The motion for rehearing is overruled.
NOTES
[1] Amended by Act of May 29, 1993, 73rd Leg., ch. 900, § 1.01, 1993 Tex.Gen.Laws 3586, 3686-87, current version found at TEX. PENAL CODE ANN. § 46.02 (Vernon 1994).
[2] Amended by Act of May 29, 1993, 73rd Leg., ch. 900, § 1.01, 1993 Tex.Gen.Laws 3586, 3686-87.
[3] The Practice Commentary to TEX. PENAL CODE ANN. § 46.03 states that:
Subdivision (3) is derived directly from prior law without any clarification, and the traveler's exemption was one of the most enigmatic provisions of the prior weapons offense. The courts never defined "traveling" but in each case considered distance, time, and mode of travel. It was clear, however, that long automobile journeys that kept the actor away from home overnight constituted traveling [citation omitted]. Today of course, unlike in 1871 when carrying pistols was made an offense and traveling was made an exception, there are no longer roving bands of renegades molesting travelers.

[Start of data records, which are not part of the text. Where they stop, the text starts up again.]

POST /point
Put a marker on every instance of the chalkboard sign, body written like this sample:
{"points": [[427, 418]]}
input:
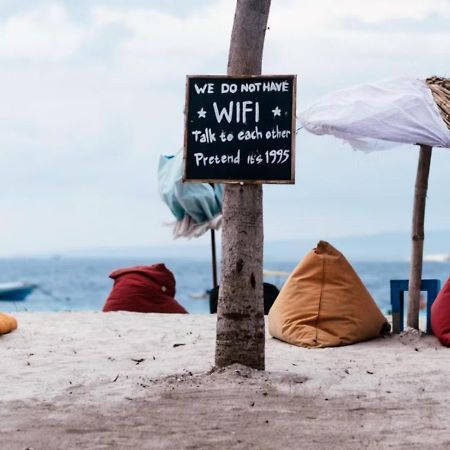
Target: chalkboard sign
{"points": [[240, 129]]}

Seth S. Searcy III & James R. Patterson, Practice Commentary, TEX. PENAL CODE ANN. § 46.03 (Vernon 1989).
As aptly noted by State's counsel, in the quarter century since the commentary was written, "it is arguable that our society has returned to `those thrilling days of yesteryear' with roving bands of renegades once again molesting travelers. Indeed, the `roving bands' are molesting all of us, including those who, within the apparent safety of their own homes, are gunned down by drive-by shooters."
[4] Wortham v. State, 95 Tex. Crim. 135, 252 S.W. 1063, 1064 (1923).
[5] George v. State, 90 Tex. Crim. 179, 234 S.W. 87, 89 (1921).